The benefits of our Monorepo extend even beyond these “supporting” components. It’s also how we share and scale research. Instead of letting experiments live in isolated repos, we turn them into reusable building blocks. Ranging from object detection (like our DETR work) to 3D asset generation and real-to-sim scene reconstruction (see Trellis), new ideas quickly become tools that anyone can use in production!

A Double-Edged Sword

It is important to remember that a Monorepo is not a magical, one-size-fits-all solution. It offers strong benefits, but also introduces its own set of challenges.

Scaling

Tools like Pants help, but growth still adds complexity
More developers and projects require clear structure and boundaries
Continuous feedback and disciplined repo management remain essential

Isolation

Everything is interconnected, which is powerful but risky
Changes can have wide impact across projects
Balance is key: isolate where needed, reuse where it helps

Edge cases

Not all code fits naturally into a Monorepo
Forcing everything in can be counterproductive
The Monorepo can still serve as a reference for quality and tooling

In short:
A Monorepo doesn’t remove complexity, but it makes it manageable. With the right tools and engineering culture, it’s a strong foundation, but it will always remain a work in progress.

Conclusion

Looking back, the real benefits of the Monorepo didn’t come from the architecture alone, but from how it shaped the way we work at Datameister. It encourages strong collaboration, pushes us toward higher standards, and lets us move faster with more confidence. Over time, those small advantages compounded into a development environment where research ideas quickly turn into production-ready capabilities, and every new project starts on top of everything we've built before.

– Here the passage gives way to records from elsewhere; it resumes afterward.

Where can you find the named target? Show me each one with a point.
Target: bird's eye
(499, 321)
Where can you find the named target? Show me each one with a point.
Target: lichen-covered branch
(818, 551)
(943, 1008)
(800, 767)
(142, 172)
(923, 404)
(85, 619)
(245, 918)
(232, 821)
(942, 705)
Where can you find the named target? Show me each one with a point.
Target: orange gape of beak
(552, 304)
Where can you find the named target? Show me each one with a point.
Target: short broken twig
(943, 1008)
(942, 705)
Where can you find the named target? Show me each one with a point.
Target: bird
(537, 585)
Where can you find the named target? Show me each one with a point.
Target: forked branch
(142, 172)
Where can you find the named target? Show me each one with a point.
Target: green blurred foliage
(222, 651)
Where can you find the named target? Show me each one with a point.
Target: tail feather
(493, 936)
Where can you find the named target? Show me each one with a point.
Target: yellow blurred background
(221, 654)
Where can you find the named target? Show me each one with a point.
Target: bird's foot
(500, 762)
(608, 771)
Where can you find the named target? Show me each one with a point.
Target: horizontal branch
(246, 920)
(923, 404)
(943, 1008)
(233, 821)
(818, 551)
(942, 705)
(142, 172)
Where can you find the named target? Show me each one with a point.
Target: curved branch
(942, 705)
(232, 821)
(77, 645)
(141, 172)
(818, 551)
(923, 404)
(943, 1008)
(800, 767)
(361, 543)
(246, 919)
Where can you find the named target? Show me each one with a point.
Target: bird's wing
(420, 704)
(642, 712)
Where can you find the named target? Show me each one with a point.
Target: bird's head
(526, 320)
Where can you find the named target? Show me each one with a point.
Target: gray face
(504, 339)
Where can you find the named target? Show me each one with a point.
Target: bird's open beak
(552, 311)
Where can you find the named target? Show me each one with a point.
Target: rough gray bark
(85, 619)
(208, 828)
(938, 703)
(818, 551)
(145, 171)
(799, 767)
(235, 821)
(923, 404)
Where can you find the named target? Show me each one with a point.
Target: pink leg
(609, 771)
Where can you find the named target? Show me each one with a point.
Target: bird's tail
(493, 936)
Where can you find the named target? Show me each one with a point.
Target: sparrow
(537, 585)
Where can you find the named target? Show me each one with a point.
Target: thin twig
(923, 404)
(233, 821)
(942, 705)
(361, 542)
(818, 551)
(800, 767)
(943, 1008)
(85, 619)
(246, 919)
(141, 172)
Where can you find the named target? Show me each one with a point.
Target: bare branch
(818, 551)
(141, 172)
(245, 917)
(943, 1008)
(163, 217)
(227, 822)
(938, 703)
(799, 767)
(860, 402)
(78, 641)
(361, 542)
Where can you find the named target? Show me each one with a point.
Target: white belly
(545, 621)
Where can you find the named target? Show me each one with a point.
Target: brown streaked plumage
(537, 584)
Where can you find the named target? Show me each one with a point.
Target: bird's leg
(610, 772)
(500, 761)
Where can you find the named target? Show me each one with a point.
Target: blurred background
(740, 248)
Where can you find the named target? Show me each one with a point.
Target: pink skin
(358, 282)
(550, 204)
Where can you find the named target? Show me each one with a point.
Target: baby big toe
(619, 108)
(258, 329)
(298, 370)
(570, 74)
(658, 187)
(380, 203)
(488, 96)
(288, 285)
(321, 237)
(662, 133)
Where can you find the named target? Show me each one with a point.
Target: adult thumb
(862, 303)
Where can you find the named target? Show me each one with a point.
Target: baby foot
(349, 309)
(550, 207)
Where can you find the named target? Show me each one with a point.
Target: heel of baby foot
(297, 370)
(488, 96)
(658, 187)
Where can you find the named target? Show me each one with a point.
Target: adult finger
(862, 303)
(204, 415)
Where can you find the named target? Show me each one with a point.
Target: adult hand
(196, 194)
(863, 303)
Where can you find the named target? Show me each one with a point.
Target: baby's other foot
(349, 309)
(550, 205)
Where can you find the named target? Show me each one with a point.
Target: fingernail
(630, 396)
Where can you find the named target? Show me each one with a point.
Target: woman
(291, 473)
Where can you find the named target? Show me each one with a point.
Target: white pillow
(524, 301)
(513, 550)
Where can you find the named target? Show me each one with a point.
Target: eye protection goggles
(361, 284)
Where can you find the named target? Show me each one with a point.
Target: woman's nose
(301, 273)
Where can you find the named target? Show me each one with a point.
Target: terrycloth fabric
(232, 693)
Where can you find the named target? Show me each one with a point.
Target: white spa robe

That compounding is what our clients end up feeling directly. When we take on a new project, the foundation is already there. What's left to build is the model and the application logic the client actually hired us for. The path from first conversation to a robust deployment keeps getting shorter, because each model we ship sharpens the components underneath it.

After enough cycles, the codebase starts behaving more like an AI factory than a codebase: a system where mature sub-components let us take on harder problems by composing what's already there instead of starting over. It's why we can credibly move into physical AI today, where the work depends on a stack of capabilities that have to be solid individually before they're worth anything together. The Monorepo isn't a plug-and-play decision. It's the ongoing investment that turns every project we ship into raw material for the next, harder one.